INFORMATIVO JURÍDICO
No âmbito de recurso julgado pelo Tribunal de Justiça do Rio Grande do Norte, que transitou em julgado, foi reconhecida a invalidade da base de cálculo adotada pelo Município de Ceará Mirim/RN para aumento da cobrança de taxa incidente sobre parques eólicos.
A decisão transitou em julgado, consolidando entendimento favorável aos contribuintes.
O Município promoveu alteração legislativa que elevou drasticamente o valor da taxa de fiscalização para funcionamento de parques eólicos.
Antes da mudança, a cobrança era aproximadamente de R$ 200,00/ano. Após a Lei Complementar nova, a cobrança de R$ 0,39 por metro quadrado da área total resultando em valores médios de R$ 1.500.000,00 por parque eólico.

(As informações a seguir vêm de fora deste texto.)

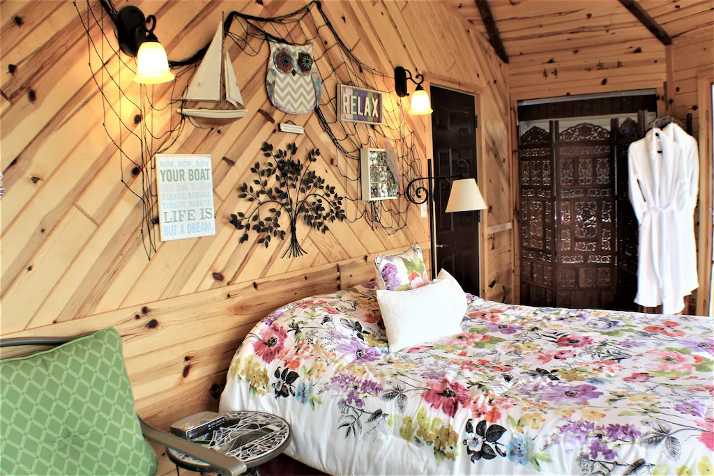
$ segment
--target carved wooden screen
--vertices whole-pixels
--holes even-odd
[[[615,170],[607,129],[580,123],[558,133],[557,305],[611,307],[615,298]]]
[[[639,123],[628,118],[620,125],[613,120],[615,133],[615,209],[617,231],[617,286],[615,308],[636,310],[638,228],[637,217],[630,203],[628,151],[630,144],[644,136],[643,113]]]
[[[551,123],[551,128],[552,128]],[[521,189],[521,300],[555,304],[555,168],[550,132],[533,127],[518,140]]]

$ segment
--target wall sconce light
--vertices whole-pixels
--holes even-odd
[[[429,205],[429,237],[431,238],[431,249],[429,250],[431,263],[432,278],[436,275],[436,233],[434,233],[434,201],[433,187],[439,181],[452,180],[451,191],[449,192],[448,202],[446,203],[447,213],[453,213],[459,211],[473,211],[476,210],[486,210],[486,202],[481,196],[481,192],[478,190],[478,185],[476,180],[466,176],[468,164],[464,160],[460,160],[457,163],[461,169],[461,173],[453,176],[433,176],[431,169],[431,159],[426,161],[426,167],[428,175],[426,177],[418,177],[409,182],[406,186],[406,198],[412,203],[421,205],[428,201]],[[423,185],[418,185],[419,181],[426,180],[426,187]],[[481,219],[479,218],[479,221]]]
[[[394,69],[394,87],[396,89],[397,96],[403,98],[409,96],[406,88],[406,80],[411,79],[416,85],[414,94],[411,96],[411,108],[409,113],[418,116],[421,114],[431,114],[433,111],[431,109],[431,103],[429,102],[429,95],[424,91],[421,83],[424,82],[424,76],[417,74],[412,77],[411,71],[404,69],[401,66]]]
[[[151,24],[151,27],[147,26]],[[169,70],[166,51],[154,34],[156,17],[144,16],[133,6],[119,10],[116,19],[116,39],[121,51],[136,57],[134,81],[141,84],[158,84],[172,81],[176,76]]]

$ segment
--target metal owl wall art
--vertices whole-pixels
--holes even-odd
[[[273,106],[288,114],[305,114],[317,106],[322,93],[313,46],[270,43],[266,85]]]

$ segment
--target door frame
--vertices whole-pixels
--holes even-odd
[[[450,79],[446,79],[443,76],[440,76],[436,74],[432,74],[430,73],[423,73],[424,82],[422,86],[426,91],[430,91],[432,86],[436,86],[438,88],[443,88],[444,89],[451,89],[451,91],[455,91],[458,93],[463,93],[465,94],[469,94],[473,96],[474,108],[476,111],[476,116],[479,118],[481,116],[481,95],[483,93],[483,88],[476,84],[469,84],[467,83],[457,83],[456,81],[451,81]],[[412,116],[413,118],[415,116]],[[418,116],[417,116],[418,117]],[[433,155],[433,144],[431,139],[431,114],[426,114],[426,116],[421,116],[424,118],[424,125],[426,126],[425,134],[425,145],[426,149],[426,156],[431,157]],[[415,122],[418,119],[415,119]],[[482,122],[479,119],[479,122]],[[481,133],[483,130],[483,126],[481,124],[478,124],[476,127],[476,175],[478,177],[476,180],[476,183],[478,184],[478,189],[481,193],[481,196],[483,197],[483,201],[486,202],[486,206],[488,205],[488,181],[486,180],[486,167],[483,157],[483,134]],[[432,159],[433,160],[433,159]],[[426,161],[422,163],[422,167],[426,169]],[[424,176],[426,176],[426,170],[423,170]],[[429,197],[429,200],[433,202],[433,197]],[[434,204],[436,208],[436,203]],[[482,210],[481,216],[481,220],[478,223],[478,293],[479,295],[486,299],[486,286],[488,283],[486,283],[486,276],[488,276],[488,261],[487,259],[486,254],[486,231],[488,229],[488,213],[487,210]],[[483,213],[486,212],[486,213]],[[429,220],[429,233],[434,233],[434,242],[436,241],[436,220],[432,220],[430,218]],[[438,248],[436,250],[438,253]],[[436,253],[435,253],[436,254]],[[432,265],[436,266],[436,263],[433,263]],[[436,270],[438,272],[438,270]],[[433,273],[436,275],[436,273]],[[511,296],[511,302],[512,302]]]
[[[712,142],[712,84],[714,74],[709,71],[697,74],[697,94],[698,102],[698,138],[699,146],[699,249],[698,259],[699,288],[697,290],[697,308],[698,315],[709,315],[711,303],[712,286],[712,226],[713,226],[713,151]]]

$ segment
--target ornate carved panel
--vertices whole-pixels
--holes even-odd
[[[610,131],[590,123],[565,129],[558,136],[555,164],[560,236],[556,305],[579,308],[595,303],[607,308],[613,293],[615,262]]]
[[[615,188],[623,185],[615,145],[620,129],[632,127],[624,123],[613,135],[583,123],[557,133],[551,123],[550,133],[531,128],[521,138],[523,303],[613,305],[620,240]]]
[[[563,142],[609,141],[610,131],[595,124],[583,122],[561,132],[559,138]]]
[[[555,191],[550,133],[533,127],[518,144],[521,302],[554,305]]]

A base de cálculo adotada passou a considerar a dimensão territorial do empreendimento e a capacidade econômica indireta do contribuinte. Ou seja, trata-se de elementos estranhos à atividade estatal de fiscalização.
O Tribunal reconheceu que “o legislador municipal levou em consideração qualidades externas e estranhas ao exercício do poder de polícia”, algo que é obrigatório para essa espécie tributária.
A decisão reafirma um ponto central do Direito Tributário: A taxa é um tributo vinculado. Nos termos da Constituição e do CTN, a taxa não tem finalidade arrecadatória livre, pois sua cobrança está vinculada a uma atuação estatal específica. Essa atuação pode ser: (i) prestação de serviço público específico e divisível;
ou (ii) exercício do poder de polícia.
A decisão seguiu entendimento consolidado, inclusive do STF, no sentido de que:
É inconstitucional a taxa cuja base de cálculo utiliza critérios de riqueza (como área, faturamento ou produção), não guarda relação com o custo da fiscalização possui efeito confiscatório ou desproporcional.
O precedente possui grande relevância para empresas de energia eólica, setor de infraestrutura e concessões de empreendimentos com grande extensão territorial. O caso reafirma um dos pilares do sistema tributário brasileiro: as taxas não podem ser utilizadas como instrumentos arrecadatórios indiretos. A tentativa municipal de vincular a cobrança à dimensão econômica do empreendimento rompeu a lógica constitucional.